The Iskandar Regional Development Authority (IRDA) — a statutory board established by the Malaysian government to oversee the zone’s development — releases regular updates on the level of investment. However, although long term targets have been declared — by 2025, 800,000 jobs will be created and the population will more than double to three million — figures on job creation or population growth are not available.
A Singaporean investor, who wished to be known only as Mr Lee, said: “There are too many mega developments, it’s very scary… The authority says there is demand, but what the real demand is, you cannot tell.”
The 42-year-old, who runs an investment holding company, has been buying properties in Johor for investment for the past five years. He currently owns about 10 residential and commercial properties. He noted that in the initial phases of Iskandar’s development, there was more information available allowed prospective investors to plan their purchases.
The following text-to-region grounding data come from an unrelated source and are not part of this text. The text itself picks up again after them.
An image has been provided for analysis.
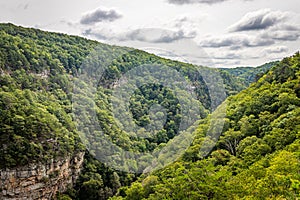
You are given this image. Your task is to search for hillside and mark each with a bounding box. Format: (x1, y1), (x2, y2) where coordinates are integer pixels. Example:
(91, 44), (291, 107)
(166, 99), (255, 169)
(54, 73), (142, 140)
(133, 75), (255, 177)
(113, 53), (300, 199)
(0, 23), (298, 200)
(221, 61), (278, 87)
(0, 23), (246, 166)
(0, 23), (249, 199)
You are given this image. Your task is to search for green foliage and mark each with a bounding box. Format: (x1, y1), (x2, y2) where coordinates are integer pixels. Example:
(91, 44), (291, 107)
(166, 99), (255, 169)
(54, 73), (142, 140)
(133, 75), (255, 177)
(221, 61), (277, 87)
(64, 153), (134, 200)
(0, 88), (82, 167)
(115, 53), (300, 199)
(1, 23), (299, 200)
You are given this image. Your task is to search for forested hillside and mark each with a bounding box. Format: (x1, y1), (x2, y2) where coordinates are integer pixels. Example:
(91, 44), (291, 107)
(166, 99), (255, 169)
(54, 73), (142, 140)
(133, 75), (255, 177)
(1, 23), (298, 200)
(112, 53), (300, 199)
(221, 61), (278, 87)
(0, 23), (249, 199)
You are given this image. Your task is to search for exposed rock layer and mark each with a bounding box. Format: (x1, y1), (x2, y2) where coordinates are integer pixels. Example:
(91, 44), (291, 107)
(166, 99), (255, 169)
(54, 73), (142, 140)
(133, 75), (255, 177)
(0, 152), (84, 200)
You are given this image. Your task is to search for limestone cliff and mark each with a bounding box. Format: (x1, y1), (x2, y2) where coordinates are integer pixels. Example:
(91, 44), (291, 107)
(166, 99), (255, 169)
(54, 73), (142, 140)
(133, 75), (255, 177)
(0, 152), (84, 200)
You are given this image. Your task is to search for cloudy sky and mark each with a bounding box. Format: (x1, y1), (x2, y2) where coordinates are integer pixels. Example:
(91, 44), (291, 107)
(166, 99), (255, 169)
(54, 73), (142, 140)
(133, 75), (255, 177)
(1, 0), (299, 67)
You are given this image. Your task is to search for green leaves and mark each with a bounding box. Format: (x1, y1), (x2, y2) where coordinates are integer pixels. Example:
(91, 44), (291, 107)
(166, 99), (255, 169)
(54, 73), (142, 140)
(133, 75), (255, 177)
(0, 23), (299, 200)
(0, 88), (81, 168)
(115, 53), (300, 199)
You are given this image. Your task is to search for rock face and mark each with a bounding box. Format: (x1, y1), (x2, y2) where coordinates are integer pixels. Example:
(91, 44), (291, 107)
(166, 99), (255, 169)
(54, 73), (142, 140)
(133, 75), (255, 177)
(0, 152), (85, 200)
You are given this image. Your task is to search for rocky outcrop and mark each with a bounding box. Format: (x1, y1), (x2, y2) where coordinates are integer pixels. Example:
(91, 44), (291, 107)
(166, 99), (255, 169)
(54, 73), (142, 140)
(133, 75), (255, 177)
(0, 152), (84, 200)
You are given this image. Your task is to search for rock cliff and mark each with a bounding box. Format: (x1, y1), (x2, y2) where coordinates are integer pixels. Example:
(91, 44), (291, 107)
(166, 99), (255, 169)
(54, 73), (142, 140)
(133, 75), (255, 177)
(0, 152), (84, 200)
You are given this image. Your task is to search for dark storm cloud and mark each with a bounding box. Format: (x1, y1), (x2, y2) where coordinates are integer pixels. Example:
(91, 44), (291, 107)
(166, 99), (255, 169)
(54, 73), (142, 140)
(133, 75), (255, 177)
(80, 7), (122, 25)
(229, 9), (288, 32)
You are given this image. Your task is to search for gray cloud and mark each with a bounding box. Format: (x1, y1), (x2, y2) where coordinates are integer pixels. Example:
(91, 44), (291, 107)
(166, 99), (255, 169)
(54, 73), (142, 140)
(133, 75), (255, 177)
(271, 32), (299, 41)
(82, 28), (111, 40)
(264, 46), (288, 54)
(167, 0), (227, 5)
(141, 47), (189, 63)
(280, 24), (300, 31)
(229, 9), (288, 32)
(17, 3), (29, 10)
(199, 34), (274, 49)
(167, 0), (254, 5)
(123, 28), (194, 43)
(258, 23), (300, 42)
(261, 30), (300, 41)
(23, 3), (29, 10)
(203, 11), (300, 49)
(83, 28), (194, 43)
(80, 7), (122, 25)
(212, 59), (242, 67)
(199, 36), (241, 48)
(212, 52), (242, 60)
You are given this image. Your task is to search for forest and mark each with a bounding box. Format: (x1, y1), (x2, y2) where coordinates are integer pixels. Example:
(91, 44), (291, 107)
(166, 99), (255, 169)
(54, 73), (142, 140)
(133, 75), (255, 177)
(0, 23), (299, 199)
(111, 52), (300, 200)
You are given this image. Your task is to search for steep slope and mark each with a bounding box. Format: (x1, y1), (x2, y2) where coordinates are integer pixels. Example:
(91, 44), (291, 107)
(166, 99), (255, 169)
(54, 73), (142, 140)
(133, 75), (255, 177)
(113, 53), (300, 199)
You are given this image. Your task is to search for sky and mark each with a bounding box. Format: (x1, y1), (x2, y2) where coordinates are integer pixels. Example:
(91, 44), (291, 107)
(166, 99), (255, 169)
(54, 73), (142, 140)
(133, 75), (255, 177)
(0, 0), (299, 68)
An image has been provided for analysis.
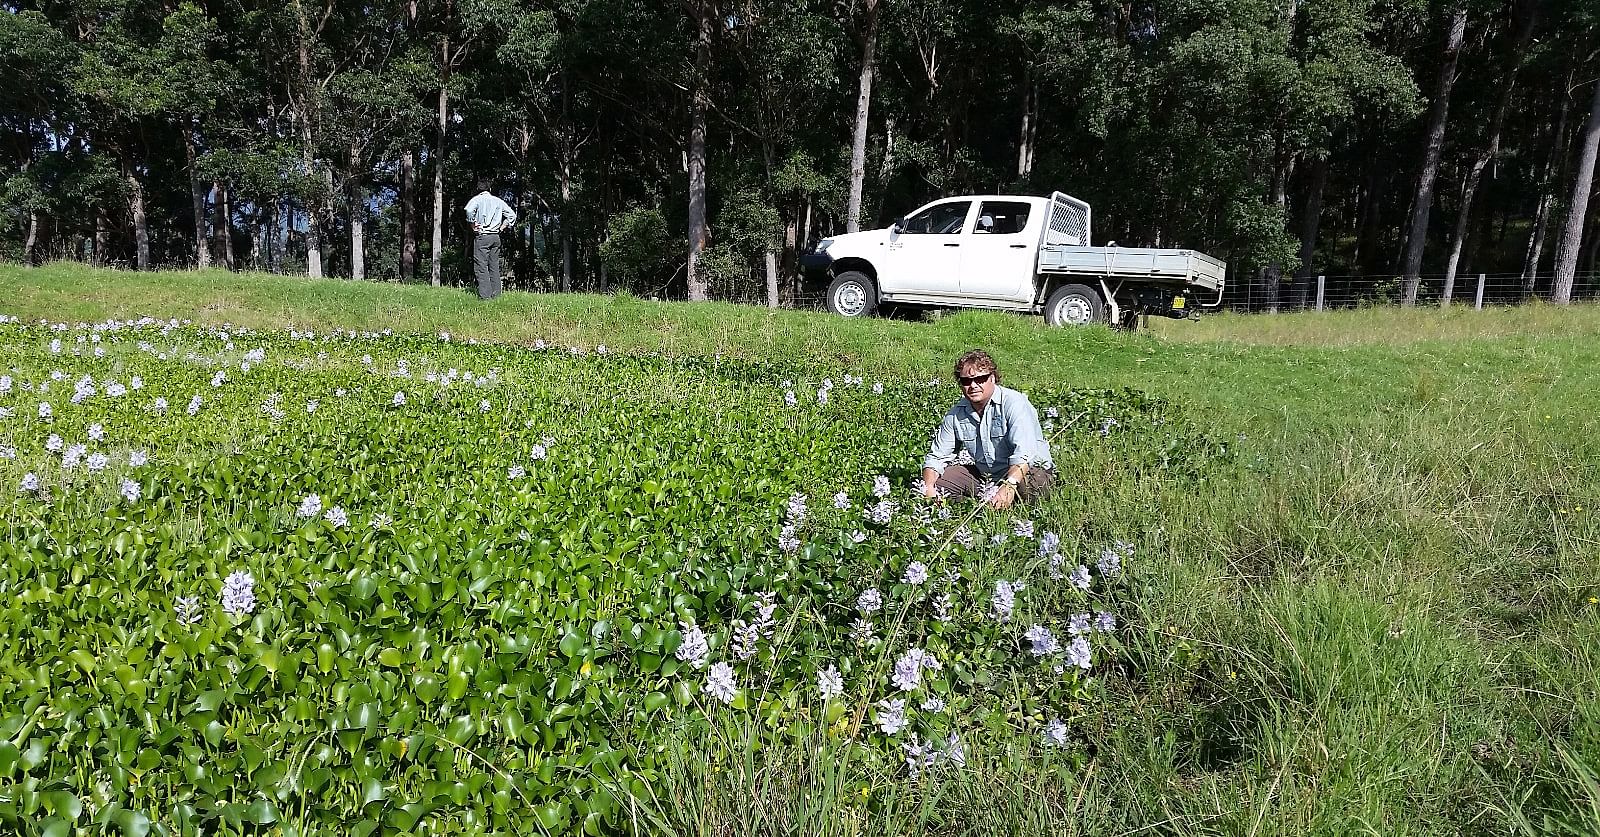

For example, Guangdong-based developer Country Garden, which launched 9,000 units in Danga Bay last year, is set to begin work on another 1,386ha of land at Forest City — a project which has been given the go-ahead by Malaysia’s Department of Environment amid concerns about the environment impact from some quarters in Malaysia, as well as the Singapore government.
Hong Kong-based developer Guangzhou R&F Properties, which is building the 3,224-unit R&F Princess Cove @ Tanjung Puteri, has bought 46.9ha of prime land at Tanjung Puteri Waterfront — an area that is three times the size of the Danga Bay project, which is also developed by Country Garden.
Singaporean investor Fabian So, 47, said the sheer number of units in the pipeline a cause for concern. Mr So, a manager at a building products company, called on the Iskandar Regional Development Authority (IRDA)to intervene. “IRDA needs to make sure that supply and demand is balanced for these developments… but so far we have not heard of any catalytic factors (that could increase demand),” he said.
Agreeing, Mr Lee said: “I have not heard of any initiatives by IRDA to put the brakes on these (new developments). The market sentiment is that there is an oversupply, and then you have the IRDA saying, ‘Don’t worry, we have enough people coming in (to buy and invest)’.”
At a recent meeting with Singapore media, IRDA Senior Vice President of Strategic Communications Khaidzir Rasip said that Iskandar is an “open market”, and developers were expected to “do their own research, to ensure supply will match demand”.
He added that the influx of Chinese developers was unexpected. “We now have to work harder to bring in investment, to ensure that economic activities actually happen,” he said.
Several developers are aware of the threat of oversupply and are holding back their projects. Medini Iskandar Malaysia (MIMSB) — the master planner for Medini township, which is being developed as Nusajaya’s Central Business District — recently announced that it has stopped selling land for residential developments. “The last thing we want to do is to ‘cannibalise’ the market. Most of the developers who have bought land in Medini are developing residential properties,” said MIMSB managing director and chief executive officer Khairil Anwar Ahmad.
He was speaking at a media familiarisation trip to Iskandar, organised by Singapore-based developer Pacific Star.
Last month, Pacific Star announced the release of their 79 retail units and 56 Soho/loft units within Puteri Cove Residences & Quayside in Puteri Harbour in Nusajaya. All 400 residential units released previously in the mixed-use project have already been sold.
Some Singapore developers have reportedly held back their launches amid a subdued market.
Capitaland had clinched a high profile S$3.2 billion Danga Bay project in February 2013 with other consortium partners such as Temasek Holdings and Iskandar Waterfront Holdings. In September last year, the company said it was still waiting for the relevant regulatory approval for the project’s master plan. Property investment expert Ryan Khoo pointed out that the Singapore developers are committed to the Iskandar projects but they have to bid their time, and wait for the market to pick up again.
“The good thing is that a lot of the developers in Johor at this point are fairly financially strong. Even in a downturn, I doubt anyone will go bust as they all have holding power. Market conditions will improve once more infrastructure is up to improve connectivity and create more jobs,” he said.